The digital twin integrates data from many different software products, and Palmer said data smart asset solutions were critical to reducing operational costs.
"It has been done in elements (power supply systems, DP systems, blowout preventers etc) but not as a whole unit or plant … this is only a matter of time," Palmer told Energy News.
"Poor information management is often a hidden cost, accounting for up to a fifth of operational budgets, while a single unscheduled downtime can cost millions of dollars per day."
About half of these are due to various types of mechanical failures, which data monitoring can prevent.
"The digital twin is a concept that will enhance information management and collaboration, where the experts can work together, preventing costly mistakes and rework," Palmer told a DNV GL breakfast on digitisation in the oil and gas industry in Perth last week.
DNV GL currently has a Recommended Practice about data quality and hardware in loop testing (DNVGL-ST-0373), among other things in the evolving technology.
The digital twin brings experts together within a cloud-based platform where all data and analyses are available at any time.
Information could be updated throughout the lifecycle with real-time information, with a collaboration platform that prevents working in silos and gives early insight into potential conflicts, which subsequently boosts efficiency.
The opportunity presented by DNV GL last week provides one solution to the challenge posted by Siemens' Germany-based vice president oil and gas strategy and technology Thomas Sparks told Energy News on the sidelines of APPEA 2017 in Perth this month.
Sparks said internal silos were one of the biggest challenges that oil and gas companies face in sharing information, and suggested digital solutions could be the key.
Industrial assets are designed, built and operated by engineers who rely on many different data sources and various models, working with enormous amounts of data.

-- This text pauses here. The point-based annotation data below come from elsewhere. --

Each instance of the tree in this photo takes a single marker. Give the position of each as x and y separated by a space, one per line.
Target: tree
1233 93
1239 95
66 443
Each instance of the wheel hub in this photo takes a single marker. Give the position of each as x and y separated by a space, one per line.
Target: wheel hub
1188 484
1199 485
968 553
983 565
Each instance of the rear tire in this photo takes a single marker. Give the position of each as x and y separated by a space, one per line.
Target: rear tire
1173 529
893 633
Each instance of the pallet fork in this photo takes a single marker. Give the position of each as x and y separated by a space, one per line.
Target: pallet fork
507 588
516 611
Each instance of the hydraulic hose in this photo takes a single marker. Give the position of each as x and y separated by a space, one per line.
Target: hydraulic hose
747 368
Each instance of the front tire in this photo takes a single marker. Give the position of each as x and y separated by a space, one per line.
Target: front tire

Palmer said that while specialised teams created models separately conducting analyses for their specific tasks, that way of working meant the most current information and calculations may not be readily available for crucial decisions, as the teams operate in silos.
Data smart asset solutions, therefore, are a key to improved business performance and risk management.
The challenges of managing and using the growing amounts of data for analytics are rapidly increasing, he said.
"Poor information management is often a hidden cost, accounting for up to 20% of operational budgets," Palmer said.
"An example is lost data, which is costly and sometimes impossible to track down or reproduce.
"Add to that the cost of replicated data, which over time becomes something of a parallel reality used in many business processes, and often fails to reflect the current state of the asset."
Information management is even more critical when assets are moved into the operational phase, the transition which Australia's LNG boom is currently making.
On top of this are the ever-increasing trends in mergers or assets changing ownership, particularly toward the end of design life when asset history information handover is seldom a priority.
"At this point the need for accurate historical detail is at its most critical in the assessment of fitness for purpose and extension beyond design life," Palmer said.